For this to work you need the public to understand why DARPA worked. Hiding details of failures makes that impossible (and again, completely open to corruption).

4 comments

Yep, seems more like a way to keep scandals like Cummings no-bid contract to his friends from coming to light. If it can be used as a slush fund, it probably will be, and eventually probably exclusively.

https://www.theweek.co.uk/951989/what-next-for-dominic-cummi...

The data visualisation exercise My Little Crony [1] was featured in some UK media in November. It is described on the site as: A visualization of the connections between Tory politicians and companies being awarded government contracts during the pandemic based on a wide range of investigative reporting.

Perhaps it hit a raw nerve or two.

[1] https://www.sophie-e-hill.com/post/my-little-crony/

>My Little Crony [1] was featured in some UK media in November.

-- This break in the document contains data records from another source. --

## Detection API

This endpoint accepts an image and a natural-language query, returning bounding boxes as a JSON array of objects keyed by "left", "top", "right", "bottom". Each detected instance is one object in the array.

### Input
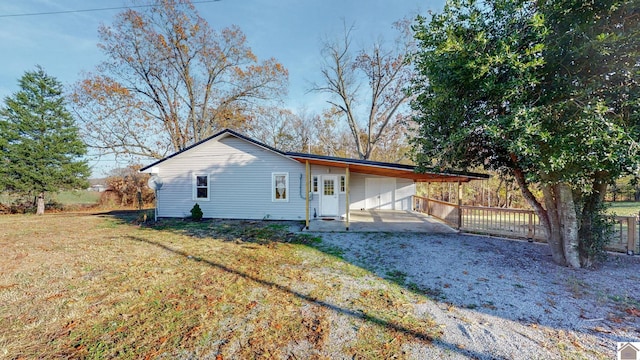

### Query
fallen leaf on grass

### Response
[
  {"left": 0, "top": 284, "right": 18, "bottom": 290},
  {"left": 625, "top": 308, "right": 640, "bottom": 316},
  {"left": 591, "top": 326, "right": 611, "bottom": 334}
]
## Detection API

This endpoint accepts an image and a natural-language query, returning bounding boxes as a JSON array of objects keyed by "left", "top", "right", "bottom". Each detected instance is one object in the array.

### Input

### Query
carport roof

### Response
[{"left": 286, "top": 152, "right": 490, "bottom": 182}]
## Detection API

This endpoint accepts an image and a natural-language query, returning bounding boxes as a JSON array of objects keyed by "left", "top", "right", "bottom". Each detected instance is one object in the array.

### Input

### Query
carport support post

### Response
[
  {"left": 458, "top": 179, "right": 462, "bottom": 230},
  {"left": 304, "top": 160, "right": 310, "bottom": 230},
  {"left": 344, "top": 165, "right": 351, "bottom": 231}
]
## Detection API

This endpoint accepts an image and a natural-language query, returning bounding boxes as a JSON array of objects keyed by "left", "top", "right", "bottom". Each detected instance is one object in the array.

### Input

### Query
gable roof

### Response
[
  {"left": 139, "top": 129, "right": 287, "bottom": 172},
  {"left": 140, "top": 129, "right": 490, "bottom": 182}
]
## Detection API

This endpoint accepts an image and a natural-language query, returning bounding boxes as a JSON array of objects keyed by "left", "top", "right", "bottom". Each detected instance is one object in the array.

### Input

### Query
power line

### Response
[{"left": 0, "top": 0, "right": 222, "bottom": 18}]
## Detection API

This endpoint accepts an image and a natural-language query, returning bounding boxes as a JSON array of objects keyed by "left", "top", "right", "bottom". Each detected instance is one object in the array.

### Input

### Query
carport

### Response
[
  {"left": 288, "top": 153, "right": 489, "bottom": 231},
  {"left": 306, "top": 210, "right": 458, "bottom": 234}
]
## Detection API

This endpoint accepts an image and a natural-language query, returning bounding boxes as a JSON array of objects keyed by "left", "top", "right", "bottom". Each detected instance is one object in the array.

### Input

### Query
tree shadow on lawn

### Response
[
  {"left": 128, "top": 236, "right": 507, "bottom": 360},
  {"left": 97, "top": 210, "right": 506, "bottom": 360},
  {"left": 105, "top": 214, "right": 638, "bottom": 358}
]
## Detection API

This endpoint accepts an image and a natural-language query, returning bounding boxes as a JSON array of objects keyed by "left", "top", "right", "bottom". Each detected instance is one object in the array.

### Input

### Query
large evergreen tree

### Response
[
  {"left": 413, "top": 0, "right": 640, "bottom": 267},
  {"left": 0, "top": 67, "right": 90, "bottom": 213}
]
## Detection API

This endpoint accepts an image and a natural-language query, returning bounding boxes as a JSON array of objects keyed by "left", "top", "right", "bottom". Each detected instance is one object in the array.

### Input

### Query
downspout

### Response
[
  {"left": 344, "top": 165, "right": 351, "bottom": 231},
  {"left": 304, "top": 160, "right": 310, "bottom": 230}
]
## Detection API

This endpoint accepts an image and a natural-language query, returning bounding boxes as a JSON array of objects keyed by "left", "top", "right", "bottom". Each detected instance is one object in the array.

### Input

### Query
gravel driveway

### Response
[{"left": 318, "top": 233, "right": 640, "bottom": 359}]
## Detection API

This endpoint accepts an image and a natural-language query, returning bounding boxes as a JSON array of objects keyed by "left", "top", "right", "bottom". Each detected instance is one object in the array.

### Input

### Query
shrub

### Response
[
  {"left": 191, "top": 203, "right": 204, "bottom": 221},
  {"left": 105, "top": 165, "right": 155, "bottom": 207}
]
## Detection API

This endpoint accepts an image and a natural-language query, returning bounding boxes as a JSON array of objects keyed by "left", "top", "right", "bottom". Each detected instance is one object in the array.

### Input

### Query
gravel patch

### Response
[{"left": 318, "top": 233, "right": 640, "bottom": 359}]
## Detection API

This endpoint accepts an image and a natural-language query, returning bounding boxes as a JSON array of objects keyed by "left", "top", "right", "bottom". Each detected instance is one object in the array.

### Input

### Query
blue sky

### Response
[{"left": 0, "top": 0, "right": 444, "bottom": 174}]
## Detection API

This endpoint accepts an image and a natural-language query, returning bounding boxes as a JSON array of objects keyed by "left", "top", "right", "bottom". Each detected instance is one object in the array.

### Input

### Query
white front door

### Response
[
  {"left": 364, "top": 178, "right": 396, "bottom": 210},
  {"left": 320, "top": 175, "right": 338, "bottom": 216}
]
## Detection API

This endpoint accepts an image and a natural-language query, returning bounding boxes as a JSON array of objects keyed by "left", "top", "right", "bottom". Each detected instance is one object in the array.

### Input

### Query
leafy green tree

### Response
[
  {"left": 412, "top": 0, "right": 640, "bottom": 267},
  {"left": 0, "top": 67, "right": 90, "bottom": 214}
]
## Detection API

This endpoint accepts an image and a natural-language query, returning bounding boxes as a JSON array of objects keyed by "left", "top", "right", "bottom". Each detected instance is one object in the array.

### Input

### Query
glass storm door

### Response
[{"left": 320, "top": 176, "right": 338, "bottom": 216}]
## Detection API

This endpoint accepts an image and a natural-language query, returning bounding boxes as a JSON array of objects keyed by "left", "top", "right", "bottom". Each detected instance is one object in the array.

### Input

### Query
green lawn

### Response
[{"left": 607, "top": 201, "right": 640, "bottom": 216}]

It wasn't widely reported in the mainstream media, but it drew attention via Byline Times. Similarly, the Tufton Street gang, with the same cast of characters, whose tentacles also reach across the Atlantic, will never be featured as comprehensively by the MSM; far too many incestuous relationships.

https://www.desmog.co.uk/2020/02/13/mapped-boris-johnson-s-g...

It seems unreasonably charitable to assume that it’ll be used exclusively as a personal slush fund “eventually” and not “immediately”.
In the U.S. everything is technically exempt from FOIA to a degree. Having gone through that process while I was in the military, I found many of the loopholes. The obvious ones are that the answer can be "Classified" or "Decline to answer" or in my case, the answer can be boxes and boxes of paperwork that is worded so vague that it may as well not have existed. No idea if this is the same in the U.K. Is there anyone from the U.K. here that has gone through the process?
There are many ways to prevent material being subject to FOI. Commercial confidence is one, classification/generic national security grounds is another. There are also some good reasons for this - in many cases, there are genuine commercial concerns.

This might be controversial, but it's very hard to have negotiations in good-faith with a company for services, and drive a hard bargain, if the company knows that the pricing offered to government can be FOI'd by a rival or other customer, to get granular price offered.

If you want to get the best value for money, and get below list price, you need the ability to have a commercial negotiation, with the confidence that granular pricing information (i.e. emails with discounted price lists for government customers) aren't becoming public.

That's not to say the total amount spent should be kept secret, but if exact breakdowns of unit pricing were going to be made public, it would likely cost the public more in the inability of government to negotiate around price with suppliers (or rather their unwillingness to enter into such negotiations)

Similarly, any kind of serious negotiation needs to have secrecy - it's very hard in a practical sense to have a negotiation with a party that has to (or might be forced to) publish everything. The number of startups (and even larger companies) that do everything as price-on-request should show industry's willingness to see the kind of price tarnsparency that FOI would expose. And that would give the taxpayer poorer value for money in the long term.

So, what can be done.. mandate pricing and contract transparency for everyone?

Your comment says more about the fucked-up state of industry than anything else (and the backwards regime that enables it).

Pricing transparency might be a sensible approach, but I imagine you'd need international agreement to do so in lock-step, to avoid unintended arbitrage between countries. Such a setup could also perhaps favour non-value-adding middlemen, who would be able to provide unit-price transparency for a product they don't manufacture, and therefore which has a meaningless SKU (reseller-001), that avoids impact on the ultimate seller.

Don't disagree about this being a wider issue, but it's hard to see how you ever force price parity, short of published price lists. But we still have "list price", and people will still negotiate discounts below that "list price". I imagine in the long run, even across industry, we'd just end up back where we're at right now, with opaque price reductions and rebates, and potentially that process ends up more corrupt, as it's less visible?

I don't know what the fix is, but I'm not sure it would be as easy as just requiring everyone to publish transparent pricing and go for pricing parity.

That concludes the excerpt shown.